MORGANTOWN, W.Va. The West Virginia University College of Law is hosting a series of lectures October 28-31 that will explore Mexican law, politics, and social policy. The discussions will be led by three visiting professors from the University of Guanajuato in Mexico.
Admission is free and the public is invited to attend. All lectures will be held in the Marlyn E. Lugar Courtroom at the College of Law.
Law professor Jim Friedberg is organizing the Mexico Week lectures. He hopes they will provide insight into Mexican society and dispel some of the myths surrounding the country that shares a 2,000 mile border with the United States.
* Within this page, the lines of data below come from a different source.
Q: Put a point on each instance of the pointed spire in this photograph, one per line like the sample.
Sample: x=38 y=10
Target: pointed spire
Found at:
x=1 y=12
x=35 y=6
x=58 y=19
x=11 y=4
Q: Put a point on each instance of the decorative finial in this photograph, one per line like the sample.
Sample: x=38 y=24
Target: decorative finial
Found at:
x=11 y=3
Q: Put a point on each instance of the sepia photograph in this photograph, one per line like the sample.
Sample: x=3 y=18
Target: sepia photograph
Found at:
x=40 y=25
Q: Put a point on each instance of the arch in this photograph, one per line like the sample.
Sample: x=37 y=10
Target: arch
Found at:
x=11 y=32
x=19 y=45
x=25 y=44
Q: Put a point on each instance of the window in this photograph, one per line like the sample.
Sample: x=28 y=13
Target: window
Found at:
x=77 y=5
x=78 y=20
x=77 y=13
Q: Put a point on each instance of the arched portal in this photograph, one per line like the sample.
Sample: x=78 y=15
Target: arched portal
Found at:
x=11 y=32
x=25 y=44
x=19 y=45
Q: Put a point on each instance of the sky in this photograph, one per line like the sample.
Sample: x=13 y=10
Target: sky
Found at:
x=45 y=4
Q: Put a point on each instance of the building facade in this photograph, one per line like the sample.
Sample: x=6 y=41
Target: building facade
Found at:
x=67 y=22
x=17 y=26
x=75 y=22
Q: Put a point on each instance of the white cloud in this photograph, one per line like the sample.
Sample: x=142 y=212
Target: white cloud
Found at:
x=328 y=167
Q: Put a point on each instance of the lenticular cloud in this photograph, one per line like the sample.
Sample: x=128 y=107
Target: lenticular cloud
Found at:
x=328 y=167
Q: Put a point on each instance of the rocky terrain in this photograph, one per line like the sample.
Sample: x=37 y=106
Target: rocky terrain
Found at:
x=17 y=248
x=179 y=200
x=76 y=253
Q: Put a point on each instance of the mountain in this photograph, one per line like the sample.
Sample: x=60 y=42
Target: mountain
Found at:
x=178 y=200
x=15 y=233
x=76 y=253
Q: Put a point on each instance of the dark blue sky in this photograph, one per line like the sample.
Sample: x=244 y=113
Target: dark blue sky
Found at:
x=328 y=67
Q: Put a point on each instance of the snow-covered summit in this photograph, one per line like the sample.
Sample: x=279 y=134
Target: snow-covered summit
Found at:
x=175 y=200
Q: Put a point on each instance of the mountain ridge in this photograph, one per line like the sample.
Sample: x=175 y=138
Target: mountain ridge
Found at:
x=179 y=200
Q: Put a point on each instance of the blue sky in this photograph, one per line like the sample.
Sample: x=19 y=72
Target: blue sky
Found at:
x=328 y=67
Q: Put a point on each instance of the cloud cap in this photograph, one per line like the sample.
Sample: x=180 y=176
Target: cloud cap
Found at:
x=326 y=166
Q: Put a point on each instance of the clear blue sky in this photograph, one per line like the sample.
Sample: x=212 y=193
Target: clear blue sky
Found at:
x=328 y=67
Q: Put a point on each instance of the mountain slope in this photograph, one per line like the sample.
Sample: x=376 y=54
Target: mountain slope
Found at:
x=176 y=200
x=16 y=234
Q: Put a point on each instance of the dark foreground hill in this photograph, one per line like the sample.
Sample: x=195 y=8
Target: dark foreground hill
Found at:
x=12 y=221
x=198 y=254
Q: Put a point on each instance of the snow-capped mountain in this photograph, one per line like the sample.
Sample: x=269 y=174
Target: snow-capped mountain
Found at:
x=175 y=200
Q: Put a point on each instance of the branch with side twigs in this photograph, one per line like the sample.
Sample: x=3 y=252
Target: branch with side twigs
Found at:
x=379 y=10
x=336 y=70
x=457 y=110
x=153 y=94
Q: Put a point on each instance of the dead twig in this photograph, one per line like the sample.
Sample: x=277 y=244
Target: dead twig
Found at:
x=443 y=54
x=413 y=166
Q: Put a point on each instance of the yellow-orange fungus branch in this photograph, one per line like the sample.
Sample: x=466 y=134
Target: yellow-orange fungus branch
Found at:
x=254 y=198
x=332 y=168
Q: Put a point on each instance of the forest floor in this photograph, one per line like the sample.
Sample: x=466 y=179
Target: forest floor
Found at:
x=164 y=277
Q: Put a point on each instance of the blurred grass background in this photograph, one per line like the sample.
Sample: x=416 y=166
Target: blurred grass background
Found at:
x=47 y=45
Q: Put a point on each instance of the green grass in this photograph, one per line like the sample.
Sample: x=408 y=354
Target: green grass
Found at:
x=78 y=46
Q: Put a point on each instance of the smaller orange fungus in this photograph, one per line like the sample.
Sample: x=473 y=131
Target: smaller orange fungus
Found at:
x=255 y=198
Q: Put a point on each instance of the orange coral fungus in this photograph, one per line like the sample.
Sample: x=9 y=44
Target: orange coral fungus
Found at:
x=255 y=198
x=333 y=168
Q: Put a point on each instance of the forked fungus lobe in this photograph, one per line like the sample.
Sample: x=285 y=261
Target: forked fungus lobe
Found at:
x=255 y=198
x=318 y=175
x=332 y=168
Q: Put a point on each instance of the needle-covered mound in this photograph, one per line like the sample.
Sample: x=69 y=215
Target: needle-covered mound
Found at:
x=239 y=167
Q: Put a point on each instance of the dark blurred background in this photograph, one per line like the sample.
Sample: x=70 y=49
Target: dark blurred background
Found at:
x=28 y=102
“Mexico has a rapidly expanding economy and population,” he said. “It’s a country with immense human and natural resources and significant problems. We have to be partners in solving the problems of our North American continent.”
Patricia Begné, a law professor at the University of Guanajuato, will discuss the Mexican legal system at 3:30 p.m. on Monday, October 28.
Katya Rodriguez will speak on Mexican poverty, welfare, and law reform at 3:30 p.m. on Tuesday, October 29. She is a social sciences research professor at the University of Guanajuato.
Professor Fernando Patron will address law, politics, and constitutional evolution in Mexico at 3:30 p.m. on Wednesday, October 30. Patron is the Director of the Department of Public Management at the University of Guanajuato.
The lecture series concludes with a panel discussion about meeting Mexico’s challenges in law, politics, and social policy at 3:30 p.m. on Thursday, October 31. In addition to the Guanajuato professors, the panel will feature WVU professors Michele Stephens (history), Victor Mucino (engineering), and Arthur Rizer (law).
The University of Guanajuato, established in 1732, has had an academic relationship with WVU and the College of Law for over two decades.
Located in the highlands of central Mexico, Guanajuato was founded in 1559. A UNESCO World Heritage Site, it has been Morgantown’s sister city since 2008.
“The relationship between the two universities and cities has provided exceptional cultural and intellectual opportunities,” said Friedberg, who leads a biennial study abroad trip to Guanajuato with law professors Gregory Bowman and Jena Martin. The next trip will be in May 2014 and it’s open to all WVU graduate students.
Mexico Week at the College of Law is supported by the Archibald McDougall Visiting Lectureship in International Law, which explores diverse points of view on issues critical to the global legal community. It is co-sponsored by WVU Latin American Studies.